White Tuft considered carefully how to handle this many humans trespassing on his people’s land. They didn’t seem to carry bows, dart tubes or spears, but there was any number of other strange objects in their possession. Were any of these weapons? He doubted it.
The pale shaman spoke a strange language, but White Tuft had gathered that the pale humans were only interested in learning things. A race of kittens from the way he made them sound, ever curious. Hardly the sort of beings to bear meaningful claws.
The line of thought brought him to a decision. White Tuft crossed several large branches to one resting right ahead of their path and waited for them to pass under. Precision. He landed a few feet ahead silently and crouched there eying them. When two of them noticed him finally, surely blind creatures, he let out a throaty warning.
They froze, but didn’t turn back as the local humans would have understood to do. Insulting beings. Muscles tensing, White Tuft prepared to pounce. Thump, a mass of fur landed between him and the humans. First Fur.
“You would strike them?” she snarled at him.
“Stand aside. They trespass.”
“You’ve twisted enough laws already.”
“You don’t know anything girl. Stand aside or you stand against us all.”
Whatever retort she might have planned to offer, it was cut short by a clap of thunder. Such sounds were not uncommon here, but this sound came from the pack of humans and was accompanied by a sharp pain as something hitting his shoulder forced him sideways.
Confusion filled White Tuft and he bit at the spot where blood now welled, expecting to pull something free.
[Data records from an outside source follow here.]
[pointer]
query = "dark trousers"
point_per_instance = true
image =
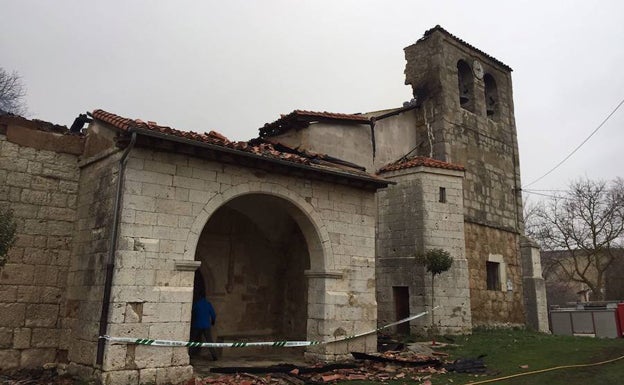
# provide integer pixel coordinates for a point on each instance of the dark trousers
(196, 336)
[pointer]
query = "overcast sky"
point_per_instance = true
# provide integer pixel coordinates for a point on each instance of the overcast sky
(232, 66)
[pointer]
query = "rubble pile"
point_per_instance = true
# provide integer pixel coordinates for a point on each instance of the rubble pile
(379, 368)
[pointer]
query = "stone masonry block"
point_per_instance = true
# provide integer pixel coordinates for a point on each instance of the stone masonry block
(6, 337)
(180, 356)
(115, 357)
(45, 338)
(118, 377)
(152, 356)
(173, 374)
(162, 312)
(176, 331)
(12, 314)
(9, 359)
(32, 358)
(41, 315)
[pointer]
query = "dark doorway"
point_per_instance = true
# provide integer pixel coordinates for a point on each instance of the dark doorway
(254, 256)
(401, 307)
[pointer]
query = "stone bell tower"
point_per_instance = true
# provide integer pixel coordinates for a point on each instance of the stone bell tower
(466, 100)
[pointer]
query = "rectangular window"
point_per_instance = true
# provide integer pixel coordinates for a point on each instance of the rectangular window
(401, 307)
(442, 195)
(493, 275)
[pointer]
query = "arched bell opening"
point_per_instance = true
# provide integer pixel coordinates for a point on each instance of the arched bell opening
(491, 97)
(465, 85)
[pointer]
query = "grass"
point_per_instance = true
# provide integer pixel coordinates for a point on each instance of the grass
(508, 349)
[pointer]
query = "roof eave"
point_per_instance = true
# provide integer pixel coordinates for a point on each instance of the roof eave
(375, 182)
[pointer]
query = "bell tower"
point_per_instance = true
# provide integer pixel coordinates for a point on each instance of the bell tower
(465, 98)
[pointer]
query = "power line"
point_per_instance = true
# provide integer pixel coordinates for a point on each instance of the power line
(577, 147)
(534, 192)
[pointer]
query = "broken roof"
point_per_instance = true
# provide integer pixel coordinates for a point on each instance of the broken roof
(301, 119)
(258, 149)
(417, 161)
(438, 28)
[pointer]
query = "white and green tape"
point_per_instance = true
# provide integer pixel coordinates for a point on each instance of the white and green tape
(284, 344)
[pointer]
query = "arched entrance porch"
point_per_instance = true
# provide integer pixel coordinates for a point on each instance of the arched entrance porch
(257, 250)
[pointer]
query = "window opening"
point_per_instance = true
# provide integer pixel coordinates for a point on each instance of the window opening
(491, 96)
(401, 307)
(493, 275)
(442, 198)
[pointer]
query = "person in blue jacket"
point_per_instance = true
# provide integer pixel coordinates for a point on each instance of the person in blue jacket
(202, 320)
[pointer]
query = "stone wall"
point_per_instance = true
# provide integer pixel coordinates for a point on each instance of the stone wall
(90, 251)
(486, 145)
(494, 307)
(411, 220)
(39, 182)
(168, 199)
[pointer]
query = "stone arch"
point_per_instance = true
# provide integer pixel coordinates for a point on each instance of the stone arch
(309, 221)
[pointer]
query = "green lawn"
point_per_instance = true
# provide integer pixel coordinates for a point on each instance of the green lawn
(507, 349)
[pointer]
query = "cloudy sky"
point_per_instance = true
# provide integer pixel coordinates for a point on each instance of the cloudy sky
(232, 66)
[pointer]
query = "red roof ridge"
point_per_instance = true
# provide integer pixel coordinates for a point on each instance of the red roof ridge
(416, 161)
(257, 146)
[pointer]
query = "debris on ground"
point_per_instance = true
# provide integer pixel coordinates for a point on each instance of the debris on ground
(38, 376)
(390, 365)
(467, 365)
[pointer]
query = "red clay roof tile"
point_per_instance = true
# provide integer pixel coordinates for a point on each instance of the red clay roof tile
(417, 161)
(302, 118)
(258, 146)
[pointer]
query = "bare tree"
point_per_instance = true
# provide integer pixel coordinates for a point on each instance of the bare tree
(12, 93)
(586, 226)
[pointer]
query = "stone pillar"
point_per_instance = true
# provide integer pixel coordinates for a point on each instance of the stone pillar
(534, 286)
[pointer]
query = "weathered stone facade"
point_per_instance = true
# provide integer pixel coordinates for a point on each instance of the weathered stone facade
(462, 113)
(39, 182)
(115, 226)
(412, 219)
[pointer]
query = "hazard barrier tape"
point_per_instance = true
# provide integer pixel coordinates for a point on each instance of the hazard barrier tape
(283, 344)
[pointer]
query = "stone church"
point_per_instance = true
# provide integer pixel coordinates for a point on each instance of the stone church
(308, 232)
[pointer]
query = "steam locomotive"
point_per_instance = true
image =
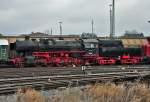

Nothing was there. Unable to comprehend, he fled into the brush evading an unseen enemy as best he could with an injured limb.
He could feel First Fur beside him, evidently fleeing as well. “They had a stick that screamed.” She observed.
“It did worse than that.” White Tuft was slowing as whatever had bitten him seemed to be working into his wound. “They are dangerous. I misjudged. We must kill them.”
“You threatened to attack them, not just warning as you should have.”
“They didn’t listen to the warning.”
“They aren’t local. You threatened, they responded.”
“Go. Find the others. One hour.”
She hesitated, then rushed off. First Fur might have been willing to push her place against him only a few moments before, but not when an open attack had occurred. At least he hoped she wasn’t that foolish. Surely she understood her place better than that.
For the first time in many generations, war with humans was at hand. It was unclear what that would mean. White Tuft would have to consult the pale shaman to understand this new enemy far better. A shaman would understand all of the magic of his people. He would have ways to prevent such injuries. Most likely he would know how to heal White Tuft’s own wound.
Shifting the configuration of his bones made it easier to run. His people would wear the human forms and strike like a storm without warning.